The road was glowing now. Each car that passed left a trail of red tail lights, like fireflies dancing in a row. The buildings were dressed in long shadows, and the windows lit up one by one like warm stars. And above it all, the sky stretched wide, vast, peaceful.

Rony breathed in deeply again. His chest felt light. No heaviness. No weight pressing on his lungs. Just air. Just life.

"I'm alive," he whispered, almost in disbelief. "And… I'm okay."

He touched the glasses perched on his nose. "Still holding up, huh?" he said fondly. They were old, scratched, outdated. But they were his. A gift from his parents. A keepsake from the life he once had. And despite everything, they'd never broken.

Neither had he.

He stopped at a crossing, letting a few scooters and bikes pass. A little boy peeked at him from the back of a scooter, his eyes wide. Rony smiled and gave a small wave. The boy grinned and waved back.

And just like that, something inside him clicked.

He didn't know what tomorrow would bring. He didn't know how long the game would stay popular, or how long he could juggle two lives — one in the real world, and one in the digital realm of fantasy. He didn't know when his next storm would come.

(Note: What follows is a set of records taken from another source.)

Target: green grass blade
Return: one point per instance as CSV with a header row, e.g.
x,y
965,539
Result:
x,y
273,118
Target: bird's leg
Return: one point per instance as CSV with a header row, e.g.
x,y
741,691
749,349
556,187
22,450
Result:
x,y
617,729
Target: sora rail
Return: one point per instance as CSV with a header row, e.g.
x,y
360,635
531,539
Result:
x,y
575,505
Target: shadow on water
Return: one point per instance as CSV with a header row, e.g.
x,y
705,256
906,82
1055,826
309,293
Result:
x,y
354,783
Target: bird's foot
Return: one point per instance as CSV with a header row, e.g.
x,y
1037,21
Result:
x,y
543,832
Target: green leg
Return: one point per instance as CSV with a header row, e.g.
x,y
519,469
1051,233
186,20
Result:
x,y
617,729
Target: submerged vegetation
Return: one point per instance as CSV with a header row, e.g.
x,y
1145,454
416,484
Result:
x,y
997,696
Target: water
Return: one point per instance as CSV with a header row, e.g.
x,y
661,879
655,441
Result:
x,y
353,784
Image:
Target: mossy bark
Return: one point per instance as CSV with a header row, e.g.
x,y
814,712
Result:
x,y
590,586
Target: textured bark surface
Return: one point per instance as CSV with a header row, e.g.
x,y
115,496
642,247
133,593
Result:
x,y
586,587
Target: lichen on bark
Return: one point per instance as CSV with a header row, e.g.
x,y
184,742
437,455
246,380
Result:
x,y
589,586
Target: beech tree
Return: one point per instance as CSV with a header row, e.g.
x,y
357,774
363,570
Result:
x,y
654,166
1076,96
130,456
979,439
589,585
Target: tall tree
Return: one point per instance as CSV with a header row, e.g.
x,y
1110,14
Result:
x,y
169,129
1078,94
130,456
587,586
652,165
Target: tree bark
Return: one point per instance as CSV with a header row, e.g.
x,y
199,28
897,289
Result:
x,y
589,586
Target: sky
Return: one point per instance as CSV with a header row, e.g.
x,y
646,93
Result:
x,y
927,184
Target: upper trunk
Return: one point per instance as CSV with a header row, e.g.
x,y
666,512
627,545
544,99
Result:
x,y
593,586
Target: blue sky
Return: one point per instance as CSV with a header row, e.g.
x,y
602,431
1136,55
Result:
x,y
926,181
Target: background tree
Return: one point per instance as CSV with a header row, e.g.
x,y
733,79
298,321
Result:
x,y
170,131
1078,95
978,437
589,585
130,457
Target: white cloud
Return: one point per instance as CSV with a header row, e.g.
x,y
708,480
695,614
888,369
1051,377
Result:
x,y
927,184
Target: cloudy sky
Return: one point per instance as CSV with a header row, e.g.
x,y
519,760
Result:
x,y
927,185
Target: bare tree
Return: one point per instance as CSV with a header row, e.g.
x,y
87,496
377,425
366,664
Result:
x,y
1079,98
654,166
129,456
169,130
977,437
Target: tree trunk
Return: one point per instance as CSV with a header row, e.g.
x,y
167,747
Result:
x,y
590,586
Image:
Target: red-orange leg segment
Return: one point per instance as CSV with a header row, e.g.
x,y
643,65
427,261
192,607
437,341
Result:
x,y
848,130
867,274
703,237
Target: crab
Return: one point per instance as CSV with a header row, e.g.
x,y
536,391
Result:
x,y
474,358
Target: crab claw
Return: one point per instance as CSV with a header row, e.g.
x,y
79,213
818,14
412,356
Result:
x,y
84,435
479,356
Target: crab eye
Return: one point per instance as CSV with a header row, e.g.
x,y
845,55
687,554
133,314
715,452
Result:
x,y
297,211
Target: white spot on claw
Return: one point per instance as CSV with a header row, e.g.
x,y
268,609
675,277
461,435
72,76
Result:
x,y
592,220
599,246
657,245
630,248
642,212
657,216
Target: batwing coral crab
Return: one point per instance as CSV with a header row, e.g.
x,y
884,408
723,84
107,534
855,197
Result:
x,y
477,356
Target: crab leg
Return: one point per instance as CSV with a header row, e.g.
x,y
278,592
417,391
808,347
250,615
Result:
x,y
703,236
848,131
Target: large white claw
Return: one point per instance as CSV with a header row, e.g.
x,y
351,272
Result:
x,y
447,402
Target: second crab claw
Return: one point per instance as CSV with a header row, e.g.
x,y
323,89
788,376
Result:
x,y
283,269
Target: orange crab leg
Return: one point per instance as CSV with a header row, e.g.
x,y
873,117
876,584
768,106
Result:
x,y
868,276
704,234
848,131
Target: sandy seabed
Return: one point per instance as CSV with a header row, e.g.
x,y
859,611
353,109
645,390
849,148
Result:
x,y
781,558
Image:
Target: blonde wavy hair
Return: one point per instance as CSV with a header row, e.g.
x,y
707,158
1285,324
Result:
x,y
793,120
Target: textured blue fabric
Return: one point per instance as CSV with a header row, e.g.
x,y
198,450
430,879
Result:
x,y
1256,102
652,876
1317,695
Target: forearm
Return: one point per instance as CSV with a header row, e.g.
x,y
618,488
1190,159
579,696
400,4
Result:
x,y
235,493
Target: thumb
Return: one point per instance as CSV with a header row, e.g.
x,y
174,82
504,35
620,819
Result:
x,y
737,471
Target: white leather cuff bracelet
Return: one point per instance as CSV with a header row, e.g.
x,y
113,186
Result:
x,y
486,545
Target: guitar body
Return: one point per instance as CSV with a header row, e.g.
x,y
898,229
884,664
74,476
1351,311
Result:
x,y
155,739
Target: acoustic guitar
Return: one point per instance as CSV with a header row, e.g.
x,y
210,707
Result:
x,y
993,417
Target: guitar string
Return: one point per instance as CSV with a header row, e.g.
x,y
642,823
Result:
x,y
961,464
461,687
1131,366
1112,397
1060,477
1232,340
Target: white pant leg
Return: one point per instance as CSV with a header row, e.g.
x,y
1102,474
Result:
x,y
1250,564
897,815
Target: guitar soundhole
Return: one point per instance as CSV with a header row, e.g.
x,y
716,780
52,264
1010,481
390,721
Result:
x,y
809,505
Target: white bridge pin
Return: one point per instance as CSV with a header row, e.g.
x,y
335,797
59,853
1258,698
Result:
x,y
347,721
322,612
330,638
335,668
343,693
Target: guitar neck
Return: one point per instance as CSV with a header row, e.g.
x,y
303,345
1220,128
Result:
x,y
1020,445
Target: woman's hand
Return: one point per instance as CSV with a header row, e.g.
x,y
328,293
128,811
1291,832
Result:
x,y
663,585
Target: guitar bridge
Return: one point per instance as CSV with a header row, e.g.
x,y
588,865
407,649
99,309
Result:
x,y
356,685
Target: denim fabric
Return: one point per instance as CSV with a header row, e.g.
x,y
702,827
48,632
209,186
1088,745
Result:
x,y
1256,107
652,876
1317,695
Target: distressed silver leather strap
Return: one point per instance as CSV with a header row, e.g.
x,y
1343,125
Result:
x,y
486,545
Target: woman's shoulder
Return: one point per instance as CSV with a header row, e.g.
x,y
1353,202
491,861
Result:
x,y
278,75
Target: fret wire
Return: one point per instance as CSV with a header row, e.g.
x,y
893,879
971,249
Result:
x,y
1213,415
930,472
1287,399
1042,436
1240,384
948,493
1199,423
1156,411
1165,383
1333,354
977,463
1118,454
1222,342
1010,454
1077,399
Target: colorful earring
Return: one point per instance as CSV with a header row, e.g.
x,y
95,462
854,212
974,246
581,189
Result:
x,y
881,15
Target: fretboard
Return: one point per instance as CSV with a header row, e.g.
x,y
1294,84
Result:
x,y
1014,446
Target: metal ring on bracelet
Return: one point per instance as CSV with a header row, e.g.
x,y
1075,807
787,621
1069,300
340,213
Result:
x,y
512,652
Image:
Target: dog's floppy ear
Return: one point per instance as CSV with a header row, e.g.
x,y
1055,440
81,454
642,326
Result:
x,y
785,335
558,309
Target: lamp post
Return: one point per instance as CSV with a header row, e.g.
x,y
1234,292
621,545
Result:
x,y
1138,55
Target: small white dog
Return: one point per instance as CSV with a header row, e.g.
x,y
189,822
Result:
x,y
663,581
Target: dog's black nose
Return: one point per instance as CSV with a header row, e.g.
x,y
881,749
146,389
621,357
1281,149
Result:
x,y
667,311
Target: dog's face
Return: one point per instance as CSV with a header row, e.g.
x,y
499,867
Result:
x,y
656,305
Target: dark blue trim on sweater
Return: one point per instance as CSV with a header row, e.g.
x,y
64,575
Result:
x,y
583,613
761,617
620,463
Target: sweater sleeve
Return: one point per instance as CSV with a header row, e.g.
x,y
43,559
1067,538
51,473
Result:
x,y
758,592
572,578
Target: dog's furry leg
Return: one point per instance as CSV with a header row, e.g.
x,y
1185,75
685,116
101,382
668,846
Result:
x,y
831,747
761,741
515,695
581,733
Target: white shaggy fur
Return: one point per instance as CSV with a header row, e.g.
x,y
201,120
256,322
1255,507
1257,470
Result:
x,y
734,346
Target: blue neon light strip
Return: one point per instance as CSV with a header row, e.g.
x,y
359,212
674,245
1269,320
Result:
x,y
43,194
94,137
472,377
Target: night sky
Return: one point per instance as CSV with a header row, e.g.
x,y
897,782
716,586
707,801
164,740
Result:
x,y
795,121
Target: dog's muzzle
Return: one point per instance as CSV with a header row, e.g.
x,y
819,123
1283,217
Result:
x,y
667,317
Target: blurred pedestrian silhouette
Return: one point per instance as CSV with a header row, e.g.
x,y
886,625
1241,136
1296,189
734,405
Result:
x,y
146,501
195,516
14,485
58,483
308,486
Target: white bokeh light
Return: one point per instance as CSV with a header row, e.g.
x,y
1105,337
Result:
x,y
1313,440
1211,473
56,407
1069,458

But right now, he didn't care.

Because this was peace.

And peace — no matter how brief — was a kind of magic too.

So he walked on, through streets that glowed like gold, flowers in hand, music in ears, heart filled with the kind of happiness that only those who have truly known sorrow can ever really feel.

And somewhere, in the quiet between footsteps, he swore he could hear her — his mother — laughing softly with him.